かつては東洋と西洋を結んだ東西交易路シルクロードのオアシスとして栄えたウズベキスタン。そんなシルクロードの国らしくウズベキスタンには桑の木があちらこちらに生えている。
春には桑の木に実がなる。桑の実は英語でマルベリー、ウズベキスタンではトゥットゥだ。ウズベキスタンの桑の実は黒紫色と白色の二種類あって、黒紫色のトゥットゥは甘酸っぱく、白色のトゥットゥは酸味はなく自然の甘さとは思えないほど甘い。
桑の実はラズベリーみたいに小さな粒が集まってひとつの果実となっている。種がなく食べやすいが、果柄が果実の先まで通っており、やや繊維質がある。桑の実には食物繊維だけでなくミネラルやビタミンも多く含まれる。日本でもかつて養蚕が盛んだったこともあり、古くから実だけでなく葉も生薬として重宝されてきた。
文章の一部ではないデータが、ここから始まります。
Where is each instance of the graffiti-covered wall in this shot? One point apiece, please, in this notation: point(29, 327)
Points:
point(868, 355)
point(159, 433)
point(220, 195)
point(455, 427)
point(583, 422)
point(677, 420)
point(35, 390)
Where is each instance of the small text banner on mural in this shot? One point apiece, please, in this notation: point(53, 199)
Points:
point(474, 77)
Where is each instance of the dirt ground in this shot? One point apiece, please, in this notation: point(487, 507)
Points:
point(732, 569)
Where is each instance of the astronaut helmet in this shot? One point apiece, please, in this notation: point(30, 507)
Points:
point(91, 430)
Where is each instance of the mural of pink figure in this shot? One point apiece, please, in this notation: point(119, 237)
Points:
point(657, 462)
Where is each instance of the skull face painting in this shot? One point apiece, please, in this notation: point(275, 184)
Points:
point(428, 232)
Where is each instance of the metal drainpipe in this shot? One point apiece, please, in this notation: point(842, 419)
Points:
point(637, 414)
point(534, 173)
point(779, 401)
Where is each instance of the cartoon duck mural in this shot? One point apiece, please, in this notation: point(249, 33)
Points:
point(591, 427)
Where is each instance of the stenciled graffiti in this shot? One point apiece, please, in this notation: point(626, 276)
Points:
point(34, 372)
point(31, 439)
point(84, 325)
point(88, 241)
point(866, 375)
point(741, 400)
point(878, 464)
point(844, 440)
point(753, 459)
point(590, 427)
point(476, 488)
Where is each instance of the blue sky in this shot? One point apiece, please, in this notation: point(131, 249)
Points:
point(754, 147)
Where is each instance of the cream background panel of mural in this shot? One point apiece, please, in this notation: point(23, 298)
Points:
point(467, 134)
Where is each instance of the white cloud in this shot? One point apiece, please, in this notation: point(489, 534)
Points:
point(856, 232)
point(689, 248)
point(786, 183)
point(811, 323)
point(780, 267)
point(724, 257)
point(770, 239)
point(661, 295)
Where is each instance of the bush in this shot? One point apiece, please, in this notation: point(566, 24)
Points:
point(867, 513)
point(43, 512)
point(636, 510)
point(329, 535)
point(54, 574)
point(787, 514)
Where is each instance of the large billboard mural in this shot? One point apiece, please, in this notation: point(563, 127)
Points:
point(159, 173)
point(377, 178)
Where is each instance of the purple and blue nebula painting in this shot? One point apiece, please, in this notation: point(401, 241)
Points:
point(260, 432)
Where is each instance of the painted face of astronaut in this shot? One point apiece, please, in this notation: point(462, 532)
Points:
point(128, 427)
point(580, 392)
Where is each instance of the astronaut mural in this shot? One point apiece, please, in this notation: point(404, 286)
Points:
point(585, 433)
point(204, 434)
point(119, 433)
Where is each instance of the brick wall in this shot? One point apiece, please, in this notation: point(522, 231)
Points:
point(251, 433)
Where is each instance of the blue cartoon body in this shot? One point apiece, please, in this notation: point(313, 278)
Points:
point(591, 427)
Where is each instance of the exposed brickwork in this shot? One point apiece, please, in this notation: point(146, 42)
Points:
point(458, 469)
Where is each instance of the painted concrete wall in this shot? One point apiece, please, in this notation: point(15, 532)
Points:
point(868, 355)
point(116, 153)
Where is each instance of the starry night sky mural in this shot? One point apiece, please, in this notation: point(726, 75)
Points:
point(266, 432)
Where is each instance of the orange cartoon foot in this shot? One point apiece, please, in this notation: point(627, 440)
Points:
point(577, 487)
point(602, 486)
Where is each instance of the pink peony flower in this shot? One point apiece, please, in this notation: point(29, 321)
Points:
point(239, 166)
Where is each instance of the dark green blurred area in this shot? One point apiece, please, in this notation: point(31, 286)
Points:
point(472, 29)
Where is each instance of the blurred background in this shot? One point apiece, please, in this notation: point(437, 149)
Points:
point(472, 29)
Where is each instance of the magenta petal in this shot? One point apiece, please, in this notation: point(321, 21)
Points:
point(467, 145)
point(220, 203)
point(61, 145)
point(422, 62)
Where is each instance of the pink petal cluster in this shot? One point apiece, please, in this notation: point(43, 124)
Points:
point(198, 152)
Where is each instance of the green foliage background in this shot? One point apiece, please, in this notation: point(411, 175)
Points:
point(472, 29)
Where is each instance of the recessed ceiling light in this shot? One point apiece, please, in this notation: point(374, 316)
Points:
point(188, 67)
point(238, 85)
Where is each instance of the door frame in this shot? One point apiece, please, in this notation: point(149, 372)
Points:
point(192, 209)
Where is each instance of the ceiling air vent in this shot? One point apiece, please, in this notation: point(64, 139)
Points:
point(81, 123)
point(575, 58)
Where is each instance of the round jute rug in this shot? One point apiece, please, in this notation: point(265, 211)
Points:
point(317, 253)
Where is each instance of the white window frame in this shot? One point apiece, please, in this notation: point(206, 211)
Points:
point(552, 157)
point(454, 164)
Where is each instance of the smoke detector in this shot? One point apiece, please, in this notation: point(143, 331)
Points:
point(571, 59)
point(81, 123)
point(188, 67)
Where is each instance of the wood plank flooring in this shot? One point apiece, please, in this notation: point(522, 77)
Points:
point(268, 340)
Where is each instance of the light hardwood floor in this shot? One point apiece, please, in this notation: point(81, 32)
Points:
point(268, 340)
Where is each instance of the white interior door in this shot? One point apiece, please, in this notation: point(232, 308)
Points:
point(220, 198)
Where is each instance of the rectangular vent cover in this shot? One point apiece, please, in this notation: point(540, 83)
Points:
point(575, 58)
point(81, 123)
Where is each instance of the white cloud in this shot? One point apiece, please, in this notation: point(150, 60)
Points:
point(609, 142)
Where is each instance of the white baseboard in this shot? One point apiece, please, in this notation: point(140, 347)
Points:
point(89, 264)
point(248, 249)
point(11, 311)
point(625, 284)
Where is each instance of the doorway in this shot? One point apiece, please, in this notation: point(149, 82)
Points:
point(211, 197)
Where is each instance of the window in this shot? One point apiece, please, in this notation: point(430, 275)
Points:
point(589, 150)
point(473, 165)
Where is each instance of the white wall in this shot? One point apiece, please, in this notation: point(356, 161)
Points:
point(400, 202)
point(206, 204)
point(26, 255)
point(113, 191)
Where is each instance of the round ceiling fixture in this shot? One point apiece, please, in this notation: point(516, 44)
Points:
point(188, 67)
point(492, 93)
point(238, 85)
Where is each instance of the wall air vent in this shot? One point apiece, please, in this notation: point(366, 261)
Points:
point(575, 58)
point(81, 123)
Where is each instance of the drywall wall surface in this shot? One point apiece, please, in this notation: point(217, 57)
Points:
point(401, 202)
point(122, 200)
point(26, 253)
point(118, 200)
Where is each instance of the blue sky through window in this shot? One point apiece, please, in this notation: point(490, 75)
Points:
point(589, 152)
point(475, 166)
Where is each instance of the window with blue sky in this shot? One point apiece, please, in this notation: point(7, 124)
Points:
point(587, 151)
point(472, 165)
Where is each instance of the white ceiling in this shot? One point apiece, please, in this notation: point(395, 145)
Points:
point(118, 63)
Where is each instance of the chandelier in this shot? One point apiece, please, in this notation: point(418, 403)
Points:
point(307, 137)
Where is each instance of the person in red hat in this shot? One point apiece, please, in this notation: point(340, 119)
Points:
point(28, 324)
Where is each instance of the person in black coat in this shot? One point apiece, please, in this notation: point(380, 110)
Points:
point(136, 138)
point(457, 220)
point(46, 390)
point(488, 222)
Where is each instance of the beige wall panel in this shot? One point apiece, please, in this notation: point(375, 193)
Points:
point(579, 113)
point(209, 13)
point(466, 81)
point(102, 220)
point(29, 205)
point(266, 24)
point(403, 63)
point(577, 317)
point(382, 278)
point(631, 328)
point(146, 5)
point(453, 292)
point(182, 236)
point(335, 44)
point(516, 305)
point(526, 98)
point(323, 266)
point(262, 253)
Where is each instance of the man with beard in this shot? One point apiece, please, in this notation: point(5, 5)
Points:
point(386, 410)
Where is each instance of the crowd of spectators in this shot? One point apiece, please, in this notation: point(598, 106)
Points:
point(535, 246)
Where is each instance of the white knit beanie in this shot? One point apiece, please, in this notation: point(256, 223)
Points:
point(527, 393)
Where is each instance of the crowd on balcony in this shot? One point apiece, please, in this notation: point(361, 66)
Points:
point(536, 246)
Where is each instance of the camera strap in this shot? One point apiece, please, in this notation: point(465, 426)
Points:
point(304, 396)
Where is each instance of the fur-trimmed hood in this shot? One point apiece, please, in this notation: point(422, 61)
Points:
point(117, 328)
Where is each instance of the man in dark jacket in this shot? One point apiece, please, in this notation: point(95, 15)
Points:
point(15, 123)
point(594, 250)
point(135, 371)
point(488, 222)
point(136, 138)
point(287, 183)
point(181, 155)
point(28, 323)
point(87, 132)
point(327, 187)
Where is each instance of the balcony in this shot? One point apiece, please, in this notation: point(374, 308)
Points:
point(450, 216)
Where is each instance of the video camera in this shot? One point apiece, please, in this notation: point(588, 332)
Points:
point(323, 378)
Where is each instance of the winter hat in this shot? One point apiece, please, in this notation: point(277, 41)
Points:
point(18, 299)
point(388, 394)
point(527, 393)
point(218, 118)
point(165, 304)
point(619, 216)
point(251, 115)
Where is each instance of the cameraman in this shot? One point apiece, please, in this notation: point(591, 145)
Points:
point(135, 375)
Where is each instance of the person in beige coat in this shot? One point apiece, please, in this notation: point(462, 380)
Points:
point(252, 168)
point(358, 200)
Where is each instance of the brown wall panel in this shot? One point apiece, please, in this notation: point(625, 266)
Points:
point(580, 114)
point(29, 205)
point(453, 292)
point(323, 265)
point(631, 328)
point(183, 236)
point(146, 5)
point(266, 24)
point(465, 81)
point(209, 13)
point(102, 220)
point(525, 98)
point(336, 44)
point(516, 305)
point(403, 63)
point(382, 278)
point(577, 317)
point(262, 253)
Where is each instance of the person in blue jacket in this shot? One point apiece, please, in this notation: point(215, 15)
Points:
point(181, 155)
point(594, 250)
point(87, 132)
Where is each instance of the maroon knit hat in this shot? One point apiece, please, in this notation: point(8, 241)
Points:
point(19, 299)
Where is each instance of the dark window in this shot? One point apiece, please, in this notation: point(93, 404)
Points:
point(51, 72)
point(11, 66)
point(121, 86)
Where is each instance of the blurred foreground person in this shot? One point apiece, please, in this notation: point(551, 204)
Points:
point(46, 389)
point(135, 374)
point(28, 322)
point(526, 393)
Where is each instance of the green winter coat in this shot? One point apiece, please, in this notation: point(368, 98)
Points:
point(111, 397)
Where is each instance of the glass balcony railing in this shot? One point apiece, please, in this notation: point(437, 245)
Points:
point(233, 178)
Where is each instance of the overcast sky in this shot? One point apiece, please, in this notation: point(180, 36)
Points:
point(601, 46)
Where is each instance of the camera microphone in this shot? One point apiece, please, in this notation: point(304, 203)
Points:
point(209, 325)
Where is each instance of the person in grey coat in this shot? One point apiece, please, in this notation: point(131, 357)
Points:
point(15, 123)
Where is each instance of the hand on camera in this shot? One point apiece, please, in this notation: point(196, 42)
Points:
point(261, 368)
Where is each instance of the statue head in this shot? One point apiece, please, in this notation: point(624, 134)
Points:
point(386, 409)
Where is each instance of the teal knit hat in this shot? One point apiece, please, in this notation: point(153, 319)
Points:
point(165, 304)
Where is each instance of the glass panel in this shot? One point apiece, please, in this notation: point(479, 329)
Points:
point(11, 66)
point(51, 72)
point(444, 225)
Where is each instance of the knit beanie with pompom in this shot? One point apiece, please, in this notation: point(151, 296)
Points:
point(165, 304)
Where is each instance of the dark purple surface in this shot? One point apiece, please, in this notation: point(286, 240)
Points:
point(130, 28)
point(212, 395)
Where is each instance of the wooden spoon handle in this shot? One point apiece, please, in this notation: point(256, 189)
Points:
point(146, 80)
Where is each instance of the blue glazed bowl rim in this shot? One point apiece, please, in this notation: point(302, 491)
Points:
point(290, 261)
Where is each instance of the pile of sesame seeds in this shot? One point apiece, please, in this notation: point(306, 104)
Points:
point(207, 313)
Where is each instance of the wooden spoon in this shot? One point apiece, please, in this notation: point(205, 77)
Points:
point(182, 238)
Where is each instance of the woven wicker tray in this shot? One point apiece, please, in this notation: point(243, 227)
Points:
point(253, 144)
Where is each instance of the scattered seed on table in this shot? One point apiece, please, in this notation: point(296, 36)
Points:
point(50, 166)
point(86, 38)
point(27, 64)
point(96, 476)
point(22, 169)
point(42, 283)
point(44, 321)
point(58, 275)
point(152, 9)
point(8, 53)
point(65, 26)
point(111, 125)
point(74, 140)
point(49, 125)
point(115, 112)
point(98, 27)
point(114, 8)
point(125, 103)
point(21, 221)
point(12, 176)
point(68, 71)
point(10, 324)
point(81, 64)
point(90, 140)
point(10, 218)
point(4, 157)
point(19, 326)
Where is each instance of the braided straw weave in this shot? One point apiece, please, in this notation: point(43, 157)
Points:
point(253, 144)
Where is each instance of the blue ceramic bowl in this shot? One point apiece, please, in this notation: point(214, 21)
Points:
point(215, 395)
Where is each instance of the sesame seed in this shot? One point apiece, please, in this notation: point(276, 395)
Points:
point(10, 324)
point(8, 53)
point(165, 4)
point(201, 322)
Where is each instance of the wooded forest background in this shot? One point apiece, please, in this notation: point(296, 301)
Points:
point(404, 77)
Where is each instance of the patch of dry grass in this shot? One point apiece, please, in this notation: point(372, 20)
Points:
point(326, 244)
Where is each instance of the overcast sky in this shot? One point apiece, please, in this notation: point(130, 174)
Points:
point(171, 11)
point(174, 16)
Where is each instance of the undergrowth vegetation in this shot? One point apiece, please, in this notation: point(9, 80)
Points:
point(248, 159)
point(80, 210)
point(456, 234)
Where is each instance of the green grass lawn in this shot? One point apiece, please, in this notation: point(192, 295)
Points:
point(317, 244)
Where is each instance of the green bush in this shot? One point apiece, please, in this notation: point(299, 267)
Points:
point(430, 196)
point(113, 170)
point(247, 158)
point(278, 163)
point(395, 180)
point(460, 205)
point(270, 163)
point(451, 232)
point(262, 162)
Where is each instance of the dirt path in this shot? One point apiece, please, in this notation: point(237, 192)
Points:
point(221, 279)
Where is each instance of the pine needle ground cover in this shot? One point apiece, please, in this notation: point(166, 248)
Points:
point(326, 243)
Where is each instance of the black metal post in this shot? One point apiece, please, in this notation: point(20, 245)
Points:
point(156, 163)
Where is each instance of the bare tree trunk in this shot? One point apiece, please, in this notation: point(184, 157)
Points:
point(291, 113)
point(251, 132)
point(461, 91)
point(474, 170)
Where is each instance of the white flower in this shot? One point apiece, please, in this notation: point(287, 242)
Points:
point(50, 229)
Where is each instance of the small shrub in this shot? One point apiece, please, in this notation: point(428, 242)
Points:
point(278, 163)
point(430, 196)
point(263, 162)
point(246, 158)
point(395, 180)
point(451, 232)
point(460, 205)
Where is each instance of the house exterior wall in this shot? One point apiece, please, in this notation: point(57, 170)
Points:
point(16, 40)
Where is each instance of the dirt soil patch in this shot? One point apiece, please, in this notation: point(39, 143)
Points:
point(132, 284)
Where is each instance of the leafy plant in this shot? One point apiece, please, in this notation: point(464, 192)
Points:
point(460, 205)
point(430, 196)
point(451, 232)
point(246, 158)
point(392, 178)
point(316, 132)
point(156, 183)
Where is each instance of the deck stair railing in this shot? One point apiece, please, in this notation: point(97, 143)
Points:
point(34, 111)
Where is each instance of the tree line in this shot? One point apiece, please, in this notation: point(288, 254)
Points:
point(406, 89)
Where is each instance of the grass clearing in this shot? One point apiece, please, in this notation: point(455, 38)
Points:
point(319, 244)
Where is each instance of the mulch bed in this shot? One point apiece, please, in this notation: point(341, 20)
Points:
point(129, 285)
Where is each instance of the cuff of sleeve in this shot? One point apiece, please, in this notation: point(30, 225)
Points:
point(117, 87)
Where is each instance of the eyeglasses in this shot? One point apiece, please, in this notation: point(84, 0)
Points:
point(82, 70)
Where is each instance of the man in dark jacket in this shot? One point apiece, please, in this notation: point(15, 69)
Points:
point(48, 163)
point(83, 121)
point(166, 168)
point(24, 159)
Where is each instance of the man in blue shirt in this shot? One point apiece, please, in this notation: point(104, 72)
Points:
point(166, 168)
収穫の時期はわずか。市場でも売っているが、家の近くに桑の実がある人はよく摘まんで食べている。子供にとってはお菓子が木になるようなもんなので、もう夢中だ。甘く熟した実をみつけ必死に手を伸ばす。やっとの思いで採った実を嬉しそうに口に運ぶ。熟した実は柔らかいので潰れやすく、手はもうべとべとだがそんなのは微塵も気にしていない。私は甘いのが苦手なのであまり好きじゃないが、みんな楽しそうにしているこのトゥットゥの収穫時期が大好きだ。